Une gouvernance européenne depuis le traité de Maastricht

En 1992, le traité de Maastricht permet la réalisation effective d'une union économique européenne qui aboutit à la mise en circulation de l'euro en 2002. L'Europe poursuit son élargissement après la chute du bloc de l'Est et le nombre des États membres augmente jusqu'à 28 en 2013.

Les traités de Nice et d'Amsterdam ne semblent pas suffisants pour gouverner une Europe qui s'agrandit et le traité sur la Constitution de l'Europe est repoussé en 2005. Il faut attendre le traité de Lisbonne en 2007 pour voir se mettre en place des changements dans la gouvernance européenne.

Malgré ces avancées, l'Europe rencontre des oppositions face aux élargissements et affronte des critiques.

I

Approfondissement et élargissement

A

Le traité de Maastricht

La chute du mur de Berlin en 1989 et la fin de l'URSS en 1991 marquent la fin de la guerre froide. L'Allemagne est réunifiée. Le président français, François Mitterrand, inquiet de cette situation, demande aux Allemands d'abandonner le Mark (la monnaie allemande) au profit d'une monnaie commune aux États membres de la CEE.

Le traité de Maastricht, en 1992, est le deuxième acte fondamental de la construction européenne après le traité de Rome en 1957. Il institue l'Union européenne et crée une citoyenneté européenne. Il comporte des aspects politiques et économiques. En effet, le traité comporte trois piliers :

  • La mise en place de politiques économiques communes aux États membres
  • Une politique étrangère et de sécurité commune (PESC)
  • Une politique de coopération pour la justice et les affaires judiciaires (JAI)

Alors que les deux derniers piliers mettent en place une coopération intergouvernementale, le premier pilier, le pilier économique, correspond aux politiques visant à doter les institutions européennes de compétences appartenant jusqu'alors aux États :

  • Il crée l'Union économique et monétaire (UEM) et la Banque centrale européenne (BCE) dont l'objectif est de permettre la mise en circulation d'une monnaie commune, l'Euro.

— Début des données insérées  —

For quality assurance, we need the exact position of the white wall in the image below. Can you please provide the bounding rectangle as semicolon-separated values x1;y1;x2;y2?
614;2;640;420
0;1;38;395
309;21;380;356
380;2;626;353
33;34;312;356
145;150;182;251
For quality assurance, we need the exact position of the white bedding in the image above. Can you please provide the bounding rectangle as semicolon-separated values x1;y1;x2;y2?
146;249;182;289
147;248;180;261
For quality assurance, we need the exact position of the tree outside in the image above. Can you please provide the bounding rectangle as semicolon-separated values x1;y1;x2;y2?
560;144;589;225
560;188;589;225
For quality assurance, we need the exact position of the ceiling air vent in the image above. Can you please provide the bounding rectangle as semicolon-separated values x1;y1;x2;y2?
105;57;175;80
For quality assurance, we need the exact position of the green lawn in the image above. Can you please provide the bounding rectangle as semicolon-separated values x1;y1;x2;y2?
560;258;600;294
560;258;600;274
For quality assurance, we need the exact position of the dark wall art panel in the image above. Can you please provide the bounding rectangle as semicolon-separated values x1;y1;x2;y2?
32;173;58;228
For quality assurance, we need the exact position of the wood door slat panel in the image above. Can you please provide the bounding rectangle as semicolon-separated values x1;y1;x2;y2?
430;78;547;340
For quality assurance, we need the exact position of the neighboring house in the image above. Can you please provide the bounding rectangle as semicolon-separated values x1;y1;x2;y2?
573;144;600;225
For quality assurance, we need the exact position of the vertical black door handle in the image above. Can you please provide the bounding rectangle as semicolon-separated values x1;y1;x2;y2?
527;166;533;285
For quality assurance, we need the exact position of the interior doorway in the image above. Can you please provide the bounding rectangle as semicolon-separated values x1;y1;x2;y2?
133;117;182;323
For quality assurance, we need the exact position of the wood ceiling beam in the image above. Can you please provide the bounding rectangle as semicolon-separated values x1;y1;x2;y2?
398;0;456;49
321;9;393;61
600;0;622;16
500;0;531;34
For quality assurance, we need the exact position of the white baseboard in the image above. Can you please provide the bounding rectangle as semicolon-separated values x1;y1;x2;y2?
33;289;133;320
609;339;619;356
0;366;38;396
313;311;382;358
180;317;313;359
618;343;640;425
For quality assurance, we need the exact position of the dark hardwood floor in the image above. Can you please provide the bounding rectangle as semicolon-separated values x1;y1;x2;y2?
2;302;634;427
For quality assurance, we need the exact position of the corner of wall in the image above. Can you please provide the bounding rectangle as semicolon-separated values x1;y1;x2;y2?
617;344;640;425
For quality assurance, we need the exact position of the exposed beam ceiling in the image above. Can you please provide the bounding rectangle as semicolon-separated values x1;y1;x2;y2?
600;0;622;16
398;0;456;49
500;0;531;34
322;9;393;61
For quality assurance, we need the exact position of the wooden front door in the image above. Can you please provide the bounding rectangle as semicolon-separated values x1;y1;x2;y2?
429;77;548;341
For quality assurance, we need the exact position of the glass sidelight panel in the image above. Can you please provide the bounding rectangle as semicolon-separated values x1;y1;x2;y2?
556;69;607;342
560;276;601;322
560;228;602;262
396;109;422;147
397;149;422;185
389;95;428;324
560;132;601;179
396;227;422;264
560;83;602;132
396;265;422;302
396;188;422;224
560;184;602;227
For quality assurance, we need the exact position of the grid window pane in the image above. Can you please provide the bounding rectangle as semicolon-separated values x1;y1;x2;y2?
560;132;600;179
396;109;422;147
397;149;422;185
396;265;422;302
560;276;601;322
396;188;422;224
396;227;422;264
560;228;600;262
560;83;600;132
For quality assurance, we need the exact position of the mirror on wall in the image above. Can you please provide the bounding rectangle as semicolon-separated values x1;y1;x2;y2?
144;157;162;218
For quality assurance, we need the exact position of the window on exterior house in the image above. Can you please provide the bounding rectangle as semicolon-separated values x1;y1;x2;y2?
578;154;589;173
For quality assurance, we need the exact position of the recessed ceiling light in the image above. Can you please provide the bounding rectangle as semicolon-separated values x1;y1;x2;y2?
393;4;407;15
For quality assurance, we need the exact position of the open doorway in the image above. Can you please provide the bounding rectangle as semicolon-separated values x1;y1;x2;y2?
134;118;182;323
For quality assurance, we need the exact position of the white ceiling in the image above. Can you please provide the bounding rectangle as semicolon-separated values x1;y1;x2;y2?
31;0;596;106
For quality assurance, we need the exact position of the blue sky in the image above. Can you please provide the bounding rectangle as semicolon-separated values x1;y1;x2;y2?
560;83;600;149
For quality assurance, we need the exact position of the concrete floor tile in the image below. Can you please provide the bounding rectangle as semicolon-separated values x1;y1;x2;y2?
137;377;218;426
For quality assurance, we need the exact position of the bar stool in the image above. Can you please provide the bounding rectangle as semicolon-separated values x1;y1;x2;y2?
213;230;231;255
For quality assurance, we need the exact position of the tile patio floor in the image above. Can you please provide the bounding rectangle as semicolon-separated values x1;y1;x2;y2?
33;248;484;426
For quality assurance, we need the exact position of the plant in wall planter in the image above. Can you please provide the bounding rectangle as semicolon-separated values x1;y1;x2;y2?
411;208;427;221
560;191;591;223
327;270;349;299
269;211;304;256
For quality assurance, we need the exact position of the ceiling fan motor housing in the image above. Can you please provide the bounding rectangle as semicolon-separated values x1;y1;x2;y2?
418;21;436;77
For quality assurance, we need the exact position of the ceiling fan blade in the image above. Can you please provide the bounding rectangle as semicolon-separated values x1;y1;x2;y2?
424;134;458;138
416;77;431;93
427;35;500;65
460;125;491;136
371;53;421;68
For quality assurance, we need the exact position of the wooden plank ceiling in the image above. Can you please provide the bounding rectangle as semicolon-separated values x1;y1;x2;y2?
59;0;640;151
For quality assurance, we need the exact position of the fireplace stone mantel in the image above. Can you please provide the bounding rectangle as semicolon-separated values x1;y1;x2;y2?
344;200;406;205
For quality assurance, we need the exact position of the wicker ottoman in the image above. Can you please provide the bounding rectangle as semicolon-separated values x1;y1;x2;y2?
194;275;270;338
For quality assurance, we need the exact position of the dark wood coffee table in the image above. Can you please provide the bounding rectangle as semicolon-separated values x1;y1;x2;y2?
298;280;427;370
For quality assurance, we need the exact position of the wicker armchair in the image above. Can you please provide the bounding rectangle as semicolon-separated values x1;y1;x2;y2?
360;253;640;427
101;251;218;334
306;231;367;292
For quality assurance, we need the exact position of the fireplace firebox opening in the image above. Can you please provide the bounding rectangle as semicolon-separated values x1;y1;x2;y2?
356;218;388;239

Cette monnaie est mise en circulation en 2002.
  • Des critères de convergence sont définis pour les États qui souhaitent utiliser cette monnaie commune.

Critères de convergence

Les critères de convergence sont des critères économiques que doivent respecter les pays européens souhaitant rentrer dans l'union économique et monétaire européenne (UEM).

Les deux principaux critères de convergence sont le maintien d'un déficit public inférieur à 3% du PIB et un taux d'inflation qui ne doit pas dépasser 1,5% par an.

Suite au traité de Maastricht, les pouvoirs du Parlement et de la Commission européenne sont renforcés.

Cependant, confronté à une vague d'euroscepticisme, le traité de Maastricht est difficilement ratifié par les populations consultées par référendum.

Les Français acceptent à seulement 51,04% le traité et le Danemark le refuse une première fois avant de l'accepter lors d'un second vote.

B

Les élargissements

À la suite de la chute de l'URSS et du bloc de l'Est, l'Allemagne de l'Est, absorbée par l'Allemagne de l'Ouest, est intégrée dans la CEE qui devient l'UE en 1992.

Les pays d'Europe centrale et orientale (PECO) sont alors accueillis au sein du Conseil de l'Europe et ils bénéficient de programmes européens d'aide à la reconversion de leurs économies.

La question de leur intégration au sein de l'UE est posée lors du sommet de Copenhague en juin 1993, au cours duquel sont définis les critères d'adhésion de ces pays :

  • Le premier critère est politique : ces pays, pour rentrer dans l'Union européenne, doivent respecter les principes de la démocratie.
  • Le second critère est économique : ils doivent adopter des économies de marché.
  • Le troisième critère d'adhésion est juridique, il stipule que les PECO doivent accepter les acquis communautaires, c'est-à-dire l'ensemble des règles prises au sein de l'UE avant leur adhésion.

En 1995, certains des pays qui étaient neutres durant la guerre froide (Autriche, Suède, Finlande) adhèrent à l'UE. Leur situation économique ne pose aucun problème puisqu'ils respectent largement les critères d'adhésion.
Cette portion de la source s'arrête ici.